1. Definition and Hierarchical Structure of Log Levels
Log levels are standards that classify stages according to event importance and detail. They have a hierarchical characteristic where lower levels include information from higher levels. The five commonly used levels are as follows.
TRACE (Most Detailed)
This is the stage that records the most granular information. It is used when fully investigating the program’s execution path, such as method entry and exit, state changes inside loops, etc. Since the amount of data is enormous, it is rarely used in actual service production environments and is limitedly utilized when tracking extremely rare bugs in local development environments.
DEBUG
Used to verify system behavior during the development stage. It records intermediate calculation results of business logic or the state immediately before database query execution. It focuses on helping developers understand the internal flow of the system.

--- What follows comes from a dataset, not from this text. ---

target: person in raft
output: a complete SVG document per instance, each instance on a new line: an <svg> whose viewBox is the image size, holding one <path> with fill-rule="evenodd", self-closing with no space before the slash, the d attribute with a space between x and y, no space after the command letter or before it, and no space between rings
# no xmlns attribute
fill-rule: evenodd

INFO (Standard Information)
This level indicates the normal operational state of the application. It records business-meaningful flows such as service start and stop, user authentication completion, and establishment of major transactions. It is also the stage adopted as the default setting in most frameworks.
WARN (Warning)
This means the application is currently running normally but contains potential problem elements. It is recorded when unexpected input values come in but can be processed with default values, or when resource usage approaches threshold values. It is a stage that requires continuous monitoring but not immediate action.
ERROR (Error)
A serious state where a runtime error has occurred and a specific request cannot be processed. This includes database connection failures, external API call impossibilities, unhandled Runtime Exceptions, etc. It means a situation that directly impacts system availability and should immediately notify administrators.
2. Filtering Principle Based on Level Settings
When setting logs, if you specify a specific level, only that level and logs with higher importance are output. For example, if you set the log level to INFO, the system records only INFO, WARN, and ERROR logs, excluding DEBUG and TRACE logs from output. This mechanism allows you to control the amount of logs by environment.
3. Recommended Log Levels by Environment
Development and Staging Environments
During the development process, DEBUG level is generally set as default since precise logic verification is needed. Only when problems occur in specific modules, temporarily activate TRACE level to identify the cause.
Production Environment
In production environments, it is recommended to maintain INFO level for performance optimization and readability. Unnecessary DEBUG logs cause disk I/O load and make it difficult to identify important error logs. However, during system stabilization periods, the level may be temporarily adjusted to collect detailed metrics.